Most of the quilts featured in the main hall at the AQS Quilt Show were relatively traditional with exquisite and meticulous workmanship.
The auxiliary halls held more modern, creative and artsy quilts, like this one by the incomparable Caryl Bryer Fallert-Gentry.
Notice how the quilting adds to the design and color selection.
However, the real standout for me was the one that won the Moda Award for Best Wall Quilt:
This is Judith Phelps with her quilt, The Value of Gears. It's densely thread-painted with white thread on black fabric on one side and black thread on white fabric on the other side and ombre sashing.
The center block has real gears incorporated in it.

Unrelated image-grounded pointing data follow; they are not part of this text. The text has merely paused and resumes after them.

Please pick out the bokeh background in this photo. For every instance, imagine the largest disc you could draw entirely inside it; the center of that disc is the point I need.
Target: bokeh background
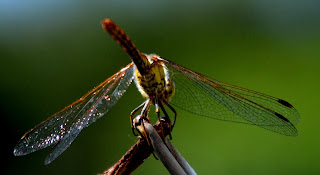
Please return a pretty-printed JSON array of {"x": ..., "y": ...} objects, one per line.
[{"x": 54, "y": 52}]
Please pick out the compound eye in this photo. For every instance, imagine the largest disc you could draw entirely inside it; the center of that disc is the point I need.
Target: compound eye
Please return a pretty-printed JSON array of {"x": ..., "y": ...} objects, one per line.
[{"x": 137, "y": 121}]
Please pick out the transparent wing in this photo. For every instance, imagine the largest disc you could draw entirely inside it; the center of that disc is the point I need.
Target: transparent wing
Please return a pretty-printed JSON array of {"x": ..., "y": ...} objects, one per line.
[
  {"x": 203, "y": 96},
  {"x": 64, "y": 126}
]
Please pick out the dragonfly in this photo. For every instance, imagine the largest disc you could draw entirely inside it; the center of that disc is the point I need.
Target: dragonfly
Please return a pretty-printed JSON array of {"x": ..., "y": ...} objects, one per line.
[{"x": 162, "y": 83}]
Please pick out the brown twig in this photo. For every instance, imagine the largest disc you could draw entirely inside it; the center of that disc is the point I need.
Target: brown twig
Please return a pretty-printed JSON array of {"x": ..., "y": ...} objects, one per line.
[{"x": 136, "y": 155}]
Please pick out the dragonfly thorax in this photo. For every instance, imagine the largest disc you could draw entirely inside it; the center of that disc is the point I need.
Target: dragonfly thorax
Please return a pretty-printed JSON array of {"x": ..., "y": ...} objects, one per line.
[{"x": 156, "y": 83}]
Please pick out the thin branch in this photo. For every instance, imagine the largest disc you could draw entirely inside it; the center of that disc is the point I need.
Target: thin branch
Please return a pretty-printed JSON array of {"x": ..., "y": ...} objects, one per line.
[
  {"x": 162, "y": 151},
  {"x": 165, "y": 151},
  {"x": 136, "y": 155}
]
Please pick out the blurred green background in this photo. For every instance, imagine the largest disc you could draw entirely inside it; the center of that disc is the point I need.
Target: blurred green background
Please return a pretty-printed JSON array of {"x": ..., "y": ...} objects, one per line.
[{"x": 54, "y": 52}]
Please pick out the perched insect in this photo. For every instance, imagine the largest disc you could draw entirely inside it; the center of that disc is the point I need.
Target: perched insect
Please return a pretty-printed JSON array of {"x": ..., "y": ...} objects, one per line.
[{"x": 161, "y": 83}]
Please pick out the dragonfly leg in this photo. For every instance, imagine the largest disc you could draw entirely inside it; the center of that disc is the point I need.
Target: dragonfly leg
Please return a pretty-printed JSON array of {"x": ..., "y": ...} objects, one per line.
[
  {"x": 131, "y": 117},
  {"x": 167, "y": 116},
  {"x": 173, "y": 110}
]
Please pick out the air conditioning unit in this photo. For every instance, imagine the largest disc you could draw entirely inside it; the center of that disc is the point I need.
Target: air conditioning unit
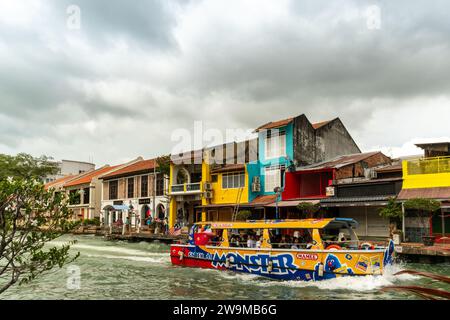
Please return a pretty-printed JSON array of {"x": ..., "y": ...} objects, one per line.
[
  {"x": 331, "y": 191},
  {"x": 208, "y": 194},
  {"x": 207, "y": 186},
  {"x": 370, "y": 173},
  {"x": 257, "y": 180},
  {"x": 256, "y": 187}
]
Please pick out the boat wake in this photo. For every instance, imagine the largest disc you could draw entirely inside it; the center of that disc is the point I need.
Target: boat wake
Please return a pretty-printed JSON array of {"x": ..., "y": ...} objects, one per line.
[
  {"x": 111, "y": 249},
  {"x": 154, "y": 260},
  {"x": 356, "y": 284}
]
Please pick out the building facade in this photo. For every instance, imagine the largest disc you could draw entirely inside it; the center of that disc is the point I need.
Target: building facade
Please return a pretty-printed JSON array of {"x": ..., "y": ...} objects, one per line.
[
  {"x": 427, "y": 178},
  {"x": 70, "y": 168},
  {"x": 85, "y": 193},
  {"x": 293, "y": 143},
  {"x": 137, "y": 191}
]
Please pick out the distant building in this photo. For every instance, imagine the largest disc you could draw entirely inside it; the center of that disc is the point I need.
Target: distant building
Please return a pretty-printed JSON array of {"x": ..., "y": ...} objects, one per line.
[
  {"x": 427, "y": 178},
  {"x": 69, "y": 168},
  {"x": 86, "y": 193},
  {"x": 136, "y": 191}
]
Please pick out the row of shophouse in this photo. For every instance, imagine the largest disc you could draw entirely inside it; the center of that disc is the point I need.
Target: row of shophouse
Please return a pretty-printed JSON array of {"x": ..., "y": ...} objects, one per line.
[{"x": 291, "y": 161}]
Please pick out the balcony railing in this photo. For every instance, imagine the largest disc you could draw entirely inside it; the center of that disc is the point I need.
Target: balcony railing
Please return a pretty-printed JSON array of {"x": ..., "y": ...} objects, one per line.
[
  {"x": 428, "y": 166},
  {"x": 186, "y": 188}
]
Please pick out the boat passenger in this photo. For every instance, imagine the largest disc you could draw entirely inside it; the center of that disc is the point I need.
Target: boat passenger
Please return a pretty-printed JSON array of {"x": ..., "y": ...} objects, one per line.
[
  {"x": 251, "y": 243},
  {"x": 258, "y": 242},
  {"x": 284, "y": 244},
  {"x": 296, "y": 244}
]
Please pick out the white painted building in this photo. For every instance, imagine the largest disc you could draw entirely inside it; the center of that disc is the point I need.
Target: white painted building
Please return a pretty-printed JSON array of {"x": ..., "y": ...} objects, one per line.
[
  {"x": 68, "y": 168},
  {"x": 136, "y": 191}
]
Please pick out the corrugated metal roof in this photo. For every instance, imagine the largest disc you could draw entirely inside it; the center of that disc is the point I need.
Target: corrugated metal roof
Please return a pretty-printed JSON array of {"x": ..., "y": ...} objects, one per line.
[
  {"x": 285, "y": 122},
  {"x": 87, "y": 177},
  {"x": 321, "y": 124},
  {"x": 261, "y": 201},
  {"x": 291, "y": 203},
  {"x": 355, "y": 201},
  {"x": 139, "y": 166},
  {"x": 339, "y": 162},
  {"x": 442, "y": 193},
  {"x": 275, "y": 124}
]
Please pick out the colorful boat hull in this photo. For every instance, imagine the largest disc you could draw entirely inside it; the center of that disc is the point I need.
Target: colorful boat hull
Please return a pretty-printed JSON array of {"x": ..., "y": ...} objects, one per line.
[{"x": 298, "y": 265}]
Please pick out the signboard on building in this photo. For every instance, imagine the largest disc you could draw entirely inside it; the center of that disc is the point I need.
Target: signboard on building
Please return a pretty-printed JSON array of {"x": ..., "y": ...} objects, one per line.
[
  {"x": 145, "y": 201},
  {"x": 331, "y": 192}
]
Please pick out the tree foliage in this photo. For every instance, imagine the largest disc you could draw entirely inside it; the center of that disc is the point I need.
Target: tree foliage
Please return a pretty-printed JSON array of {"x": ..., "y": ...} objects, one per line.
[
  {"x": 393, "y": 210},
  {"x": 424, "y": 209},
  {"x": 26, "y": 166},
  {"x": 30, "y": 217},
  {"x": 425, "y": 205}
]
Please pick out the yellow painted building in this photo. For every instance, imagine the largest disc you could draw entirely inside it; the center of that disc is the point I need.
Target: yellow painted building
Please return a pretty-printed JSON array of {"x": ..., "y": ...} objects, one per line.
[
  {"x": 215, "y": 197},
  {"x": 426, "y": 173}
]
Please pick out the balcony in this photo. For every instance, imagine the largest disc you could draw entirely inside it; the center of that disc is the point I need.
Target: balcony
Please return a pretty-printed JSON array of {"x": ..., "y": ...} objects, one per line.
[
  {"x": 187, "y": 188},
  {"x": 426, "y": 173}
]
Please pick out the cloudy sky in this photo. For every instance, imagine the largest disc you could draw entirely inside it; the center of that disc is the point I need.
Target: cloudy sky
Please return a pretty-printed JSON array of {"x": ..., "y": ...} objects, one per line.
[{"x": 116, "y": 83}]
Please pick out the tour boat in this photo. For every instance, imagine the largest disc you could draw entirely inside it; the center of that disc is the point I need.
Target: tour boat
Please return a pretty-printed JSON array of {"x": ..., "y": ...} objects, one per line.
[{"x": 304, "y": 250}]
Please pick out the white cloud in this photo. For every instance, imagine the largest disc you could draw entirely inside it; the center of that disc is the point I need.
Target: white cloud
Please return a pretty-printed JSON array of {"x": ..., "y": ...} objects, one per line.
[{"x": 117, "y": 88}]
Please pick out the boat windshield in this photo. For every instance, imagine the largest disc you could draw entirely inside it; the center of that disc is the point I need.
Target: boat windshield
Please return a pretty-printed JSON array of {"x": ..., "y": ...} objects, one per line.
[{"x": 291, "y": 238}]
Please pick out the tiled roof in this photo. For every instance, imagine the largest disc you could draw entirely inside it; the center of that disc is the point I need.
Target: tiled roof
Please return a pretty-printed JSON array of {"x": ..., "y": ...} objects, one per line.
[
  {"x": 392, "y": 168},
  {"x": 442, "y": 193},
  {"x": 139, "y": 166},
  {"x": 87, "y": 177},
  {"x": 59, "y": 181}
]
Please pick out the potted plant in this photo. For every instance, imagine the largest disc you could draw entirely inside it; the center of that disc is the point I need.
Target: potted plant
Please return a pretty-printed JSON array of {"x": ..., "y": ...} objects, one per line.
[{"x": 425, "y": 209}]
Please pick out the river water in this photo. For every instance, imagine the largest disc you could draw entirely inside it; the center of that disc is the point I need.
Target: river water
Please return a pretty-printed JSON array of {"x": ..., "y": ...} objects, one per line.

This quilt has an amazing backstory. Judith is a member of the Cover to Cover Book Club Quilters. For fourteen years, members have been choosing a book to read and then creating a quilt inspired by the book. "Gears" was inspired by the book "The Invention of Hugo Cabret" by Brian Selznick, which was in turn inspired by the pioneering French filmmaker, Georges Méliès, and his fascination with mechanical figures called Automata. An Automaton carries out a sequence of operations and was a precursor to today's robots. Martin Scorsese's film "Hugo" was based on the same book.
Méliès lived in the 10th arrondissement and you can still see the building with its "M" on the lintel.
What amazing quilts! And it's good to see that in Paducah, Kentucky, one can find things that trace their lineage to Paris. It delights a Francophile's soul.